Writing a Regular Expression Engine in Scala - Part 1

Having explained the theory behind Regular Expressions (see here), let’s implement a Regular Expression engine in Scala.

The code can be found on Github in repo [1].

Why Scala

Of all the programming languages I have tried, I think Scala is my favourite. It favours immutable objects, supports functional styles of programming, and has an expressive type system which reduces the difference between the set of compilable programs and the set of working programs.

Scala has several features which will be useful when writing the Regular Expression engine, which will be pointed out as we go.

Building an NFA

We begin by writing a class to represent an NFA.

NFA Representation

Recall that an NFA consists of a set of states, and a set of transitions between them. An obvious implementation might represent a state as a Map[Character, Set[State]], with a flag to mark final states.

The problem with this approach is that it incompatible with immutable objects. Once a state has been created, it cannot be modified - we can only create a new state. This means that when a transition is added to a state, we must recursively modify all the states which point to said state. If the NFA contains cycles, this process repeats forever. The solution to this is to have the NFA itself own the transitions.

Thus an NFA will consist of a start State, a set of final states, and a map of State -> Character -> Set[State]. There’s a slight complication: we also need to be able to match the empty string, 𝜀.

In Scala, this can be represented succinctly.

sealed trait Matched

case object Epsilon extends Matched
case class MatchedCharacter(c: Char) extends Matched

case class Nfa(startState: State, finalStates: Set[State], transitions: Map[State, Map[Matched, Set[State]]]) {
}

Constructing an NFA

This is a good start, but constructing NFAs like this would be tedious, illegible, and error prone. To mitigate this we can use a companion object with some static factories for the five base NFAs (a companion object is a singleton object with the same name as a class).

object Nfa {

}

We start by writing a factory method for the single character case.

val EMPTY: Nfa = character(Epsilon)

def character(c: Matched): Nfa = {
  val startState = State()
  val finalState = State()

  Nfa(
    startState,
    Set(finalState),
    Map(
      startState -> Map(c -> Set(finalState))
    )
  )
}

This describes the single character NFA as an NFA with a start state, a single final state, and a transition from one to the other. As a small optimisation, since Epsilon is a singleton, we can cache a reference to the empty Nfa. This is one of the benefits of immutable state.

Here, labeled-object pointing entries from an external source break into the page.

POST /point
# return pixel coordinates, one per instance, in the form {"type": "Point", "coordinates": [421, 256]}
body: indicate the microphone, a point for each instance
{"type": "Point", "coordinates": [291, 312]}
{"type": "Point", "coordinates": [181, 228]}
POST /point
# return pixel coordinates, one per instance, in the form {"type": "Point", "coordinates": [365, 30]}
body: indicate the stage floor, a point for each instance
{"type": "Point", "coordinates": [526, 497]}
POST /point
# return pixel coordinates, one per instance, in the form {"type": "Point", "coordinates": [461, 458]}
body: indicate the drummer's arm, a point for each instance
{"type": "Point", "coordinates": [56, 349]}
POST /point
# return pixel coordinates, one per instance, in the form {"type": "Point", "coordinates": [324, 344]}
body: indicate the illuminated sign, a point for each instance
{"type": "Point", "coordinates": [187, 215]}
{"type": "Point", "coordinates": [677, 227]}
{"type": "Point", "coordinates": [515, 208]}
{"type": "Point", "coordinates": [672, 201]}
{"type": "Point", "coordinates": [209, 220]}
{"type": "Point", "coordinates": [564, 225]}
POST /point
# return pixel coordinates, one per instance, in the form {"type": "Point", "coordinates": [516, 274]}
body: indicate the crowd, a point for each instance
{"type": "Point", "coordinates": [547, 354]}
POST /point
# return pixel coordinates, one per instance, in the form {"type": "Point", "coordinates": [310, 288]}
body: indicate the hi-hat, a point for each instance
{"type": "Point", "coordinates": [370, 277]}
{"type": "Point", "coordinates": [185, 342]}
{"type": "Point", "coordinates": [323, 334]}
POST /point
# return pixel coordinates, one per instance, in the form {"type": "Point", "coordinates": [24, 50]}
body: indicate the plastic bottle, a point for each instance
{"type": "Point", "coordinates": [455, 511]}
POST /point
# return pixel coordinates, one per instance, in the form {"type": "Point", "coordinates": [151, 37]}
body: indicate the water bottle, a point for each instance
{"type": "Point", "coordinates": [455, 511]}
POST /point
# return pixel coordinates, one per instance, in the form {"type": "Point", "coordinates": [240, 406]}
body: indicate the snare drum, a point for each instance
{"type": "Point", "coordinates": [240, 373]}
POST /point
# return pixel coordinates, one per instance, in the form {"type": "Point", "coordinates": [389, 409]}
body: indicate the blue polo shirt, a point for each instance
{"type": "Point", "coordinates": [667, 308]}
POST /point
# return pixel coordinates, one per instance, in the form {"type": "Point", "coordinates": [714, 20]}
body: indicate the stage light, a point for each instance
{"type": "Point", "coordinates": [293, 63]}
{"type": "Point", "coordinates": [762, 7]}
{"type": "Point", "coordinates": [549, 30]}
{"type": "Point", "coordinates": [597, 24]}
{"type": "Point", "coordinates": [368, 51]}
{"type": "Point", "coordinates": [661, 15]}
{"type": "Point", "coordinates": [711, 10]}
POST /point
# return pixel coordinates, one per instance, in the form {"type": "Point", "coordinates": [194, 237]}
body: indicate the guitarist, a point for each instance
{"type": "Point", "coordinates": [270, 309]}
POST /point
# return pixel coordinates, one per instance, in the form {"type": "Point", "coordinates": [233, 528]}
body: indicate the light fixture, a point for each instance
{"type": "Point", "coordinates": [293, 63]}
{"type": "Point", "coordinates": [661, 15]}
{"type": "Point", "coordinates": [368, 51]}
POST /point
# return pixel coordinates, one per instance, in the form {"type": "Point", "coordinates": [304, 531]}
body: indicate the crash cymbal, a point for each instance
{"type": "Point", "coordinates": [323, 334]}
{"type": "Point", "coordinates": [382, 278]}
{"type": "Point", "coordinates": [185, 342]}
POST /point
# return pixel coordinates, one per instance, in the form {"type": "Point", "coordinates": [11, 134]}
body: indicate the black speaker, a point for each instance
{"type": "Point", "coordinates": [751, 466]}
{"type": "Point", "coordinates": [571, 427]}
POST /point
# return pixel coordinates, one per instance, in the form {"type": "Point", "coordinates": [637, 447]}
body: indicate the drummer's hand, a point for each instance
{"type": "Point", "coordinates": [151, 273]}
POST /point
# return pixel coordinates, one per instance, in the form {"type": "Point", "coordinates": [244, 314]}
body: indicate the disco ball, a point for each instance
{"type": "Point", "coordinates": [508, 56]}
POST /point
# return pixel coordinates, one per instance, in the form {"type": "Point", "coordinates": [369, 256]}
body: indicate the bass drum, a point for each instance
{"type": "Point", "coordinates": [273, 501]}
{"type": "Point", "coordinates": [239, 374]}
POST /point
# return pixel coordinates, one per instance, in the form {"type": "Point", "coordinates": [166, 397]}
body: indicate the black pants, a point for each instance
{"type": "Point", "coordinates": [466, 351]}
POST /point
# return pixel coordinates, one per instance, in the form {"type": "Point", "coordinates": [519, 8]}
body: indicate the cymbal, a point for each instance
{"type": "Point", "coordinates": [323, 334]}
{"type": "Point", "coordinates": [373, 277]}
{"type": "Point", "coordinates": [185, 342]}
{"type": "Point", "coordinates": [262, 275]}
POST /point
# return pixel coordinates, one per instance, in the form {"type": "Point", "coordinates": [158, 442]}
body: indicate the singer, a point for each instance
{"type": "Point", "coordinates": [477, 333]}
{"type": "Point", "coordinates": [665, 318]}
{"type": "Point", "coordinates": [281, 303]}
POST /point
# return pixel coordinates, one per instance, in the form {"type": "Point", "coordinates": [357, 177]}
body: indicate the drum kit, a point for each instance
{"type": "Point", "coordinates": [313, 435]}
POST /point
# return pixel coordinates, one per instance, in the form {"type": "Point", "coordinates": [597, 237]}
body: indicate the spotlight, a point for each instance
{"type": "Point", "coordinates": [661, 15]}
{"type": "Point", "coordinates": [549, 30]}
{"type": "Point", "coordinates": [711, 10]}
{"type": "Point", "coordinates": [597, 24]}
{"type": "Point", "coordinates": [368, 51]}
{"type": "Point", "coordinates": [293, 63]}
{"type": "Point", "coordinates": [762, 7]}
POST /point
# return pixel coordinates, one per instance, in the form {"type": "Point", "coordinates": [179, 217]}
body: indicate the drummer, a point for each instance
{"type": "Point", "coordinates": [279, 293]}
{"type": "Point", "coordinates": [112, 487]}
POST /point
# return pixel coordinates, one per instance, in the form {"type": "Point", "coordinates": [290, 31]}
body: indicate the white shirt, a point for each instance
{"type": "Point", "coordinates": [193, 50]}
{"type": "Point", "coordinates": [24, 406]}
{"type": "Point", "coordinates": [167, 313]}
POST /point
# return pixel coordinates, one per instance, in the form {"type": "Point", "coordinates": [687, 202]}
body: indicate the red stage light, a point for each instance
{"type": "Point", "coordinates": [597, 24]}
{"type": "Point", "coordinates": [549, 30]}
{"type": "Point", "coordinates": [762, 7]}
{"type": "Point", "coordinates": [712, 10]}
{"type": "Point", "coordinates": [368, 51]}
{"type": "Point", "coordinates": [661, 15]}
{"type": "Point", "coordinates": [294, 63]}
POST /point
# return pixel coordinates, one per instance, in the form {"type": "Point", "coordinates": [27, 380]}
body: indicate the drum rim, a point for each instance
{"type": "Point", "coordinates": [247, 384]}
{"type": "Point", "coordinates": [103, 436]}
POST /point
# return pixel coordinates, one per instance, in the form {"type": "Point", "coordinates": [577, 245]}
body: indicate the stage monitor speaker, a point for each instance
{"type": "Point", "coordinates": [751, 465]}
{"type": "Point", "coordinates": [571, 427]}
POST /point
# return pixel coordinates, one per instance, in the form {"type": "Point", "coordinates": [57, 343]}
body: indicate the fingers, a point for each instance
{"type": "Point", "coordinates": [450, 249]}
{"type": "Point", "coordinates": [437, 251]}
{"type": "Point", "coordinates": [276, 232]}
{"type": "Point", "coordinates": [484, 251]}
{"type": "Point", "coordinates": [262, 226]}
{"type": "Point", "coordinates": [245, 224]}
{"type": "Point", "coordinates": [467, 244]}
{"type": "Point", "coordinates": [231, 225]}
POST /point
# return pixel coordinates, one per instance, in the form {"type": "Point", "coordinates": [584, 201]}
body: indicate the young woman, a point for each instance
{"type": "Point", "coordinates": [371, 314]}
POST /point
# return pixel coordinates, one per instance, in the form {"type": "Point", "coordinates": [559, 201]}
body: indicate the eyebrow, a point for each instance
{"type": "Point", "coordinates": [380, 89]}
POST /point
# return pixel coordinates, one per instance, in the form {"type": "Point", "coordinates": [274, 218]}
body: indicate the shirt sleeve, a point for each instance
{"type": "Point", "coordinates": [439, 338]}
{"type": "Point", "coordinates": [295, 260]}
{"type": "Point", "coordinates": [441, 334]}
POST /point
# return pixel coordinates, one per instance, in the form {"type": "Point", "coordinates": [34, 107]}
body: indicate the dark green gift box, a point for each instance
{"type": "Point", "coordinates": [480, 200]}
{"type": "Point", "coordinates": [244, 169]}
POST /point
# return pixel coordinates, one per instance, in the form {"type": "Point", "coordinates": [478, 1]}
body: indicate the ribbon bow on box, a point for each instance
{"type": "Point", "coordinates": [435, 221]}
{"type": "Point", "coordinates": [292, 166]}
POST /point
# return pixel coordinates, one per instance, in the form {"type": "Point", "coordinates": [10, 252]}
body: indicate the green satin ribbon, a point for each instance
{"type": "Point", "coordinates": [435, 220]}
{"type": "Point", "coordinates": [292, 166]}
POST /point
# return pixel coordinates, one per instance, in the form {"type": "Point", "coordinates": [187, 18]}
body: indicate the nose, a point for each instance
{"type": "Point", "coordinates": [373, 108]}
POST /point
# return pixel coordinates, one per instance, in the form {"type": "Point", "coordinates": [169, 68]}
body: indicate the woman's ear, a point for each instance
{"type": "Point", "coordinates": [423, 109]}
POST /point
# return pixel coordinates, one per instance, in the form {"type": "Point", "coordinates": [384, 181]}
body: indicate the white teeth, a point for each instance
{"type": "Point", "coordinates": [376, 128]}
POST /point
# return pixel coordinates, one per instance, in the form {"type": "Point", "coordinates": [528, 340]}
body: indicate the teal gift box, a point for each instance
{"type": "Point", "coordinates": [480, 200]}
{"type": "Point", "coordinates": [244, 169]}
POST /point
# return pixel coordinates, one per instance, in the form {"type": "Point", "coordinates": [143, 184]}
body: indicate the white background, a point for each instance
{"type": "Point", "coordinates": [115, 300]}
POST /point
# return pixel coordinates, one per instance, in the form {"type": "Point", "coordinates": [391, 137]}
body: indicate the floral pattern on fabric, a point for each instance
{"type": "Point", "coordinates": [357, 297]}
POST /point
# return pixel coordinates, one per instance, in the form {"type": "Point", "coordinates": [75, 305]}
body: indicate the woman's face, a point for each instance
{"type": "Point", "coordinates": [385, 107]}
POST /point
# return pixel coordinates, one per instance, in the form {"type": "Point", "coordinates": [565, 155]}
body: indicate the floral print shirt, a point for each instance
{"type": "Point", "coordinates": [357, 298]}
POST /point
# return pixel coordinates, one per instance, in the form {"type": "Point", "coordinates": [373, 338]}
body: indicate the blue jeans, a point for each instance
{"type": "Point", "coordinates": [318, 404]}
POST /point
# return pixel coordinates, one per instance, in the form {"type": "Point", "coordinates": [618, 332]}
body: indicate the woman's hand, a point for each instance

This leaves the three compound cases: concatenation, union, and the Kleene star.

type TransitionMap = Map[State, Map[Matched, Set[State]]]

def concatenation(n1: Nfa, n2: Nfa): Nfa = {
  val startState = new State()
  val joinState = new State()
  val finalState = new State()

  Nfa(
    startState,
    Set(finalState),
    Map(
      startState -> Map(Epsilon -> Set(n1.startState)),
      joinState -> Map(Epsilon -> Set(n2.startState))
    ).asInstanceOf[TransitionMap]
      ++ n1.finalStates.map(s => (s, Map(Epsilon.asInstanceOf[Matched] -> Set(joinState))))
      ++ n2.finalStates.map(s => (s, Map(Epsilon.asInstanceOf[Matched] -> Set(finalState))))
      ++ n1.transitions
      ++ n2.transitions
  )
}

def union(n1: Nfa, n2: Nfa): Nfa = {
  val startState = new State()
  val finalState = new State()

  Nfa(
    startState,
    Set(finalState),
    Map(
      startState -> Map(Epsilon -> Set(n1.startState, n2.startState))
    ).asInstanceOf[TransitionMap]
      ++ n1.finalStates.map(s => (s, Map(Epsilon.asInstanceOf[Matched] -> Set(finalState))))
      ++ n2.finalStates.map(s => (s, Map(Epsilon.asInstanceOf[Matched] -> Set(finalState))))
      ++ n1.transitions
      ++ n2.transitions
  )
}

def star(n: Nfa): Nfa = {
  val startState = new State()
  val finalState = new State()
  val startLoop = new State()
  val endLoop = new State()

  Nfa(
    startState,
    Set(finalState),
    Map(
      startState -> Map(Epsilon -> Set(startLoop, finalState)),
      startLoop -> Map(Epsilon -> Set(n.startState)),
      endLoop -> Map(Epsilon -> Set(startLoop, finalState))
    ).asInstanceOf[TransitionMap]
      ++ n.finalStates.map(s => (s, Map(Epsilon.asInstanceOf[Matched] -> Set(endLoop))))
      ++ n.transitions
  )
}

These work pretty much as you’d expect. We create the required additional states, and add the required 𝜀 transitions to the transitions of the existing NFAs. Irritatingly we need typecasts to stop the compiler inferring that the transition maps only use Epsilon as a key, which prevents the combination of the maps.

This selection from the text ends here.